The debate over what the media ought to show and tell the public is, of course, one that has existed as long as there has been paper on which to print news. But new technology, be it TV screens or social media, complicates the equation.  “As technology keeps giving journalists and news organizations more opportunity to offer that eyewitness authority from the spot, we’ve lost sight of which kind of info we really need to know,” explains Barbie Zelizer, a professor of communication at Penn’s Annenberg School.

This is not to say that the media doesn’t have a responsibility to publish images that are occasionally unsettling, or even gruesome — photographs like the famed “Napalm girl” shot from the Vietnam War, or more recently, the photo of two drowned migrants on the bank of the Rio Grande river.

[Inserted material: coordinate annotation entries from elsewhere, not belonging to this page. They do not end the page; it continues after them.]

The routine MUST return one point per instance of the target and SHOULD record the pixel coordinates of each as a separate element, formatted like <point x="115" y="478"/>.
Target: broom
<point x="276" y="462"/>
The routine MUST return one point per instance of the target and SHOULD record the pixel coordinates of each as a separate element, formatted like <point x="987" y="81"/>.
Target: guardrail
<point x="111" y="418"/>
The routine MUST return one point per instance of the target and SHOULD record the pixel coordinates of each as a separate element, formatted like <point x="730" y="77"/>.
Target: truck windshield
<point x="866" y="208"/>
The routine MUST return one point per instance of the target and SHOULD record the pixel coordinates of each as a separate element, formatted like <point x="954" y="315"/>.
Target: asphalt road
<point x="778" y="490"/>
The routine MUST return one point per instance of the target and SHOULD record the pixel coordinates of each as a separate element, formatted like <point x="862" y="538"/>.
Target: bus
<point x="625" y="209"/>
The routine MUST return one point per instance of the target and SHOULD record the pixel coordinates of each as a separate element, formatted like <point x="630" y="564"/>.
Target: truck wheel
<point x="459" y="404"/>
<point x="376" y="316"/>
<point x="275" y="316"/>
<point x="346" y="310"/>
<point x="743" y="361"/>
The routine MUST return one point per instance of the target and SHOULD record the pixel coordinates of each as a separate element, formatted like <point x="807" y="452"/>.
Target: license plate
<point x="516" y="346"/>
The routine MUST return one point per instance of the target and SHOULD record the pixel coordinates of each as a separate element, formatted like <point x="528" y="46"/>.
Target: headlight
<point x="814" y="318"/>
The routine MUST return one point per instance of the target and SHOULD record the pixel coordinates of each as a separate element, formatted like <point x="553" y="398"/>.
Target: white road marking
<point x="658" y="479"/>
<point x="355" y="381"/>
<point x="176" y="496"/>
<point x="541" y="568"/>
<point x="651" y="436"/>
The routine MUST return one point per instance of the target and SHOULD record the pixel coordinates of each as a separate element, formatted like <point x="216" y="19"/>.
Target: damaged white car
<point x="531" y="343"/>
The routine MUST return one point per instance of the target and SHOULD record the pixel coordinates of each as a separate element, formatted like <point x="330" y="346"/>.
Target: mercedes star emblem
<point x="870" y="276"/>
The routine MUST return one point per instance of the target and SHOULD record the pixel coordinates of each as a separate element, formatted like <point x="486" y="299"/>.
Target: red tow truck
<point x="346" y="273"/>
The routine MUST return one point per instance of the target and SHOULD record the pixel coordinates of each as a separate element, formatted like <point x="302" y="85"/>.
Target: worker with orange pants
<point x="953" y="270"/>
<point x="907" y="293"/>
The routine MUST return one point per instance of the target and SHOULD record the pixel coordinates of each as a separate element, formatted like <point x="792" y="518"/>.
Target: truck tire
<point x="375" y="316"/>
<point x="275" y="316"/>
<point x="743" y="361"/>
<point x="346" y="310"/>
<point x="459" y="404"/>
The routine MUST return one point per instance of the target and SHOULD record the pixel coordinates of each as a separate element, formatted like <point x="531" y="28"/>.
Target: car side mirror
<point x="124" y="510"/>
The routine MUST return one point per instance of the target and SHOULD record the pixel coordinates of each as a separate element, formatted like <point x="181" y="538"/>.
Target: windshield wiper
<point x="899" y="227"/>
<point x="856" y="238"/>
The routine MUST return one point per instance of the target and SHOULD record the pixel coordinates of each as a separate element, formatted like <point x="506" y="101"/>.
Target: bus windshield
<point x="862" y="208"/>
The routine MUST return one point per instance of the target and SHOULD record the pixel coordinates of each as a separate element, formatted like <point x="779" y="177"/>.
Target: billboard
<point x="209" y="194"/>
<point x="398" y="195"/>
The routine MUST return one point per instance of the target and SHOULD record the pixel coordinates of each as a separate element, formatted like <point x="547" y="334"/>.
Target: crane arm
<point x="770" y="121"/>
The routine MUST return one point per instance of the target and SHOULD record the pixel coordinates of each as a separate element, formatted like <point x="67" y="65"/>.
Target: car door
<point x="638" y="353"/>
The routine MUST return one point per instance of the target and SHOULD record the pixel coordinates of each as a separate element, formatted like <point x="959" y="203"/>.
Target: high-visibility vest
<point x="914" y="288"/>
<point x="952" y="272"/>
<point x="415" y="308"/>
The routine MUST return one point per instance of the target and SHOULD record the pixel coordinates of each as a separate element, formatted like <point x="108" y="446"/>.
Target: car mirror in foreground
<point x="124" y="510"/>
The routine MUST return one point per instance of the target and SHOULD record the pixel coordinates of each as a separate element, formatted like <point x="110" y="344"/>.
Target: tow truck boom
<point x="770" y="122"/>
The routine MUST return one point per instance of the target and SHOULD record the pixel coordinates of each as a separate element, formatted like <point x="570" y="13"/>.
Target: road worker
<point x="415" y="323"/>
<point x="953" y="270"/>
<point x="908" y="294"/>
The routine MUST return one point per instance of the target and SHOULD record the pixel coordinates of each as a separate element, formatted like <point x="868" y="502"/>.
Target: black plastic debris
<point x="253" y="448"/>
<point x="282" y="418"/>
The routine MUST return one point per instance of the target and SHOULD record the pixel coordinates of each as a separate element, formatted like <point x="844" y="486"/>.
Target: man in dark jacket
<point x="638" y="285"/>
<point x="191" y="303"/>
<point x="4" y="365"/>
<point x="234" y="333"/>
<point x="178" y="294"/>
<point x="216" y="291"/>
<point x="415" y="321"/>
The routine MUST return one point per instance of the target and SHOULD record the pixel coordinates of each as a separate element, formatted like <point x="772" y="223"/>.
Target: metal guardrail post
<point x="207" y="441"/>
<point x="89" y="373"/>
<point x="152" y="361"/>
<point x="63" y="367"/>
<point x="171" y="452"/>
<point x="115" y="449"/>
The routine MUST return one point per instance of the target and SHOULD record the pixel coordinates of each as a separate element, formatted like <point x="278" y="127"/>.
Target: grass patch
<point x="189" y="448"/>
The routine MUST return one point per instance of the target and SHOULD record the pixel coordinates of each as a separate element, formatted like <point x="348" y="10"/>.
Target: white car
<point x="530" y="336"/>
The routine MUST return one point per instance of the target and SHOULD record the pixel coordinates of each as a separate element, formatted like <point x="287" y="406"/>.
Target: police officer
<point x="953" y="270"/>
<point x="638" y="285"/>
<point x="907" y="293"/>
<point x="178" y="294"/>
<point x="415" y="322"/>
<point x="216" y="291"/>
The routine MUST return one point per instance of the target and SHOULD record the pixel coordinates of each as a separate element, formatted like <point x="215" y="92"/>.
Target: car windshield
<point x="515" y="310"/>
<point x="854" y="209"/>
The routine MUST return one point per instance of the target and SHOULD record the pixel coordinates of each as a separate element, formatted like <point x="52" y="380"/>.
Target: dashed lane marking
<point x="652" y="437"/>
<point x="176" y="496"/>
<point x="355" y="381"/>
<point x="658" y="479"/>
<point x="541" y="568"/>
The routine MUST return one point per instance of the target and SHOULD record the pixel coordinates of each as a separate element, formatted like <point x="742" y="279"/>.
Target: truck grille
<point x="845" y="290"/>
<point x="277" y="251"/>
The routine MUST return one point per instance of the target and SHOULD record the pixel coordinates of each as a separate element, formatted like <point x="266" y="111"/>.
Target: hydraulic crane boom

But far from being slapped onto a screen immediately after they were captured, these images were ultimately published many hours later — and presumably only after significant discussion about their merits.

Meanwhile, back in Philly on Wednesday evening, we had a significant majority of city media pouring its resources into live-streaming an active shooter situation as if they were on Facebook. That made Zelizer wonder, “If everybody is being sent to cover the shootout, what isn’t being covered?”

In fact, there was something: ten miles away, in South Philadelphia, in what looked to be another murder for a city that’s already had 204 this year, a man was shot and killed.